Claimed? Did hate him, thank you. “Against my better judgment.”
“Uh-oh. Did somebody hypnotize you to do it?”
He was not in the least bit funny. “No, you don’t have a shell. You need protection.”
“You lost me.”
With an exasperated wave of my hand, I said, “It’s a whole thing about you being a shell-less turtle, but basically by tomorrow afternoon, you will be back to your old self that we all know and hate, and you can shoot down random women who ask you out and tell your delightful mother no to everything she asks you to do.”
Mason seemed to take my rant very seriously, mulling it over, and then said, “Do you know why I said no to my mom when she asked me to donate a prize for the silent auction? To evaluate someone’s manuscript and give them writing tips? Because I feel like a total fraud.”
There wasn’t anything he could have said that would have surprised me more. A fraud? Mr. Overly Confident, who had landed on bestseller lists?
“And it was embarrassing,” he added.
“It’s embarrassing to be a bestselling author?”
He averted his gaze, looking toward the trees. He put both of his hands in his pockets and leaned back against the railing. “It is if your dad is your only customer.”
“What does that mean?”
“It means my father, in an attempt to make up for years of neglect, decided to hire the services of an organization that guarantees getting on theNew York Timesbestseller list. I thought that I had landed on it through some combination of luck, talent, and maybe even having a senator for a dad, but it turned out that he just bought my way on.”
I should have felt triumphant over this news. He had just handed me a very serious weapon that I could wield to hurt him if I wanted to. I could hold it against him and mock him for it. Instead I just felt ... bad for him.
I didn’t like that.
So I did something unexpected. I was nice. “I’m sure your dad just thought he was trying to help.”
“Well, he helped me into tanking my writing career. My second book was a huge failure and didn’t make the list and didn’t move any copies, and my publisher ordered too many, and despite them doing their best to advertise it, it flopped. So now I’m back home, licking my wounds and trying to do freelance reporting jobs until I get my third book finished and can start submitting again. And I won’t even be starting over at zero. I’ll be in the negative. Publishers will see me as a bad risk. My agent might drop me if this new book isn’t something special. He suggested I use a pen name so that the taint of my failure won’t ruin my future prospects.” He let out a deep breath and said, “Wow. Sorry for dropping all of that on you.”
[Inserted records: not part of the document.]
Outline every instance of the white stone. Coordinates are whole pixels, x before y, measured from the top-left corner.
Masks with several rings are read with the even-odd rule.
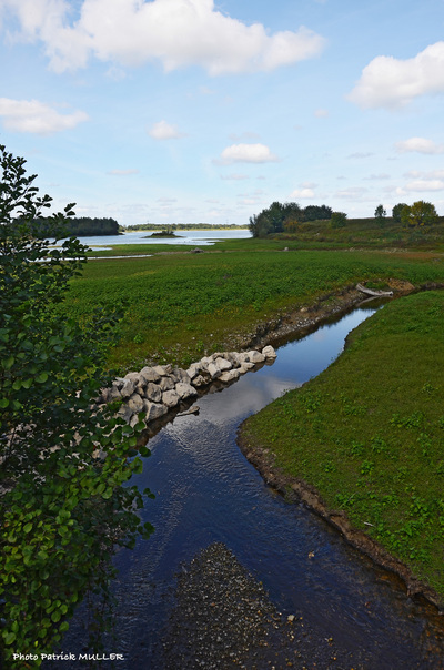
[[[162,389],[158,384],[149,382],[147,384],[147,388],[144,389],[144,395],[152,403],[160,403],[162,399]]]
[[[231,363],[221,356],[214,361],[214,365],[216,365],[222,373],[232,368]]]
[[[215,363],[209,363],[208,372],[210,373],[212,379],[216,379],[222,374],[222,370],[216,366]]]
[[[132,396],[135,389],[135,384],[132,379],[123,379],[122,388],[120,389],[120,395],[122,398],[129,398]]]
[[[160,418],[161,416],[167,414],[168,407],[159,403],[149,403],[148,400],[145,400],[145,420],[153,422],[154,419]]]
[[[229,369],[224,373],[221,374],[221,376],[219,377],[220,382],[232,382],[233,379],[239,379],[239,377],[241,376],[241,373],[239,369]]]
[[[184,382],[179,382],[179,384],[175,385],[175,393],[182,400],[198,395],[195,388],[191,386],[191,384],[185,384]]]
[[[160,374],[155,372],[155,369],[153,367],[143,367],[140,373],[139,373],[140,377],[142,377],[142,379],[144,379],[147,382],[147,384],[149,382],[159,382],[160,379]]]
[[[264,346],[264,348],[262,349],[263,355],[265,356],[265,358],[276,358],[278,354],[274,351],[274,348],[271,346],[271,344],[269,344],[268,346]]]
[[[133,393],[130,399],[128,400],[128,407],[134,414],[139,414],[139,412],[143,412],[143,399],[140,397],[138,393]]]
[[[251,352],[248,352],[248,357],[249,357],[249,362],[250,363],[263,363],[265,361],[265,356],[263,354],[261,354],[261,352],[256,352],[255,349],[252,349]]]
[[[171,377],[162,377],[161,380],[159,382],[159,388],[161,390],[172,390],[174,388],[174,386],[175,386],[175,384]]]

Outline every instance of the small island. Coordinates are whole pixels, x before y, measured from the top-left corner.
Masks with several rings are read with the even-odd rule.
[[[182,235],[176,235],[172,231],[163,230],[163,231],[151,233],[151,235],[144,235],[144,238],[147,238],[147,237],[182,237]]]

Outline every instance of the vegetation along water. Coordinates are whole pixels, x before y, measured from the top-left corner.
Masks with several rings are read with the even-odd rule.
[[[60,642],[88,589],[107,599],[115,544],[132,546],[152,530],[133,511],[150,490],[122,486],[149,455],[138,446],[142,422],[127,430],[113,407],[91,414],[112,375],[272,342],[356,303],[357,282],[395,297],[443,286],[444,237],[442,220],[421,202],[400,203],[400,221],[380,211],[361,222],[329,209],[330,219],[312,220],[294,207],[300,219],[280,221],[289,207],[273,203],[252,222],[260,223],[252,240],[202,253],[158,244],[151,257],[137,257],[147,245],[117,246],[83,266],[87,251],[74,238],[59,250],[41,238],[37,217],[51,199],[37,195],[22,159],[0,149],[0,596],[11,660],[17,644]],[[62,238],[72,214],[69,205],[46,219],[46,234]],[[107,257],[117,250],[127,257]],[[393,301],[327,372],[249,419],[242,434],[441,599],[443,315],[438,291]],[[104,464],[98,444],[112,455]]]

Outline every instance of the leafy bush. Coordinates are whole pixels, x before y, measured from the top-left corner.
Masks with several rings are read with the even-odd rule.
[[[88,589],[107,597],[114,544],[151,527],[134,511],[142,494],[122,487],[142,468],[129,458],[135,432],[115,407],[92,405],[111,380],[104,344],[119,314],[98,309],[88,328],[57,314],[85,247],[36,237],[51,199],[2,145],[0,165],[0,656],[22,668],[13,652],[50,651]],[[56,237],[71,215],[68,205],[48,220]]]

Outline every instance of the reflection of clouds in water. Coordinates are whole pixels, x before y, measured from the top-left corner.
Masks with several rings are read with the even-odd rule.
[[[254,376],[256,375],[256,378]],[[275,376],[259,376],[258,373],[248,373],[238,383],[226,388],[223,404],[220,394],[211,394],[199,403],[202,414],[214,423],[242,419],[243,417],[259,412],[274,398],[282,395],[284,390],[294,388],[297,384],[291,379],[282,379]],[[203,403],[205,400],[205,403]]]
[[[329,333],[326,332],[325,328],[316,331],[316,333],[313,333],[313,335],[312,335],[314,342],[324,342],[324,339],[326,339],[327,336],[329,336]]]

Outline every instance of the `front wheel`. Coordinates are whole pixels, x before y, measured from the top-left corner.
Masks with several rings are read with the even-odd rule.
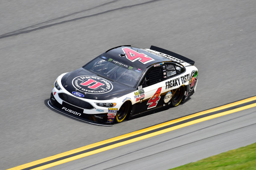
[[[179,88],[172,90],[172,98],[171,99],[171,106],[176,107],[181,102],[185,93],[185,88],[181,86]]]
[[[118,123],[123,121],[130,112],[131,104],[129,102],[125,102],[117,112],[116,116],[116,121]]]

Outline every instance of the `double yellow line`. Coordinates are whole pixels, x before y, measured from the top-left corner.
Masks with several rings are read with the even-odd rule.
[[[93,144],[89,144],[88,145],[71,150],[69,151],[65,152],[52,156],[45,158],[41,159],[39,159],[37,161],[34,161],[14,167],[13,168],[9,169],[9,170],[22,170],[24,169],[33,170],[45,169],[47,168],[59,165],[60,164],[68,162],[70,161],[79,159],[80,158],[95,154],[96,153],[102,152],[107,150],[114,148],[116,147],[125,145],[132,142],[134,142],[141,140],[150,138],[151,137],[154,136],[166,133],[166,132],[170,132],[172,130],[177,130],[177,129],[189,126],[192,124],[205,121],[207,120],[239,112],[253,107],[256,107],[256,101],[255,103],[253,103],[253,104],[250,104],[249,103],[248,104],[246,104],[247,103],[250,103],[250,102],[255,100],[256,100],[256,96],[254,96],[234,103],[199,112],[180,118],[153,126],[145,129],[143,129],[131,132],[131,133],[105,140],[105,141],[102,141]],[[230,108],[232,107],[235,107],[237,105],[243,105],[243,104],[244,104],[244,106],[241,106],[234,109]],[[229,108],[230,108],[230,109],[229,109]],[[225,109],[226,109],[227,110],[227,111],[218,112],[221,111],[221,110]],[[216,113],[216,114],[213,114],[212,115],[208,116],[206,115],[205,117],[203,117],[202,118],[196,118],[199,116],[204,115],[207,114],[209,114],[209,113],[213,113],[215,112],[218,112],[218,113]],[[193,120],[193,118],[195,118],[195,120]],[[188,119],[191,119],[191,121],[186,123],[178,124],[179,122],[188,120]],[[172,126],[170,127],[167,127],[166,128],[164,128],[165,127],[172,125],[172,124],[175,123],[178,123],[178,125]],[[157,130],[156,131],[155,130],[155,132],[150,133],[150,131],[151,131],[161,128],[162,128],[161,129],[161,130],[160,129],[159,130]],[[147,133],[147,132],[148,133]],[[145,134],[142,134],[143,133],[145,133]],[[142,135],[139,135],[140,134]],[[137,135],[138,136],[136,137],[134,136],[135,135]],[[134,137],[134,138],[133,138],[132,137]],[[127,139],[127,140],[123,140],[120,141],[118,141],[129,137],[130,138],[131,138],[130,139]],[[116,142],[115,143],[115,142]],[[113,143],[110,144],[111,143]],[[109,145],[108,145],[108,144],[109,144]],[[100,146],[106,144],[108,146],[100,147]],[[97,147],[98,148],[99,147],[99,148],[95,148],[95,150],[93,149],[93,148]],[[88,151],[88,152],[86,152],[86,150],[90,149],[91,150]],[[83,151],[84,151],[84,153],[82,153],[81,154],[78,153],[79,152],[83,152]],[[74,155],[74,156],[72,156],[72,155]],[[61,159],[61,158],[67,156],[68,156],[67,158],[64,158],[63,159]],[[68,157],[68,156],[70,156],[70,157]]]

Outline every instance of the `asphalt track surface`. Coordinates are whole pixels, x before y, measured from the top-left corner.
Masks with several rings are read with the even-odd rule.
[[[253,0],[1,1],[0,169],[255,95],[256,7]],[[195,61],[196,93],[177,107],[111,127],[77,121],[49,108],[58,75],[126,44],[154,45]],[[250,120],[255,119],[255,114],[250,115],[254,117]],[[250,122],[239,122],[242,127]],[[206,133],[214,135],[212,129]],[[250,128],[239,129],[238,133],[255,139]],[[205,135],[199,133],[195,138]],[[219,137],[232,148],[250,144],[225,140],[232,135]],[[256,140],[252,141],[248,143]],[[212,155],[200,151],[201,144],[188,145],[198,151],[198,158]],[[177,153],[182,156],[186,149]],[[113,152],[119,153],[118,149]],[[193,161],[186,158],[179,164]]]

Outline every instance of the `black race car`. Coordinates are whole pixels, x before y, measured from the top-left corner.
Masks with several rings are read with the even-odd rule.
[[[176,107],[195,91],[195,62],[154,46],[111,49],[55,81],[49,105],[105,126],[164,106]]]

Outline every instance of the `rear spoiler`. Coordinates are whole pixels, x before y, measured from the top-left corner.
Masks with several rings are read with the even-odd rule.
[[[156,51],[158,52],[167,54],[167,55],[171,55],[171,56],[175,57],[175,58],[177,58],[177,59],[182,60],[186,63],[189,63],[192,66],[194,66],[194,64],[195,64],[195,61],[194,61],[192,60],[190,60],[190,59],[186,57],[185,57],[184,56],[183,56],[182,55],[180,55],[179,54],[177,54],[173,52],[172,52],[171,51],[168,51],[166,49],[162,49],[160,47],[157,47],[157,46],[151,46],[150,49],[152,50]]]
It had been our shared dream to be published. I had been wildly jealous that he had succeeded, and succeeded beyond anyone’s wildest dreams by landing on that list with his first book.
I had stopped wanting that dream for myself a long time ago, when I realized I wasn’t good enough and it wasn’t really where my passion lay. I still loved reading, but that was as far as it went.
I’d spent all that time being envious of something I hadn’t even really wanted for myself. What a waste of time.
And it must have been really hard for him to see his dream come true and then have it yanked away. I felt awkward, unsure of what to say. I settled on, “I didn’t even know you published a second book.”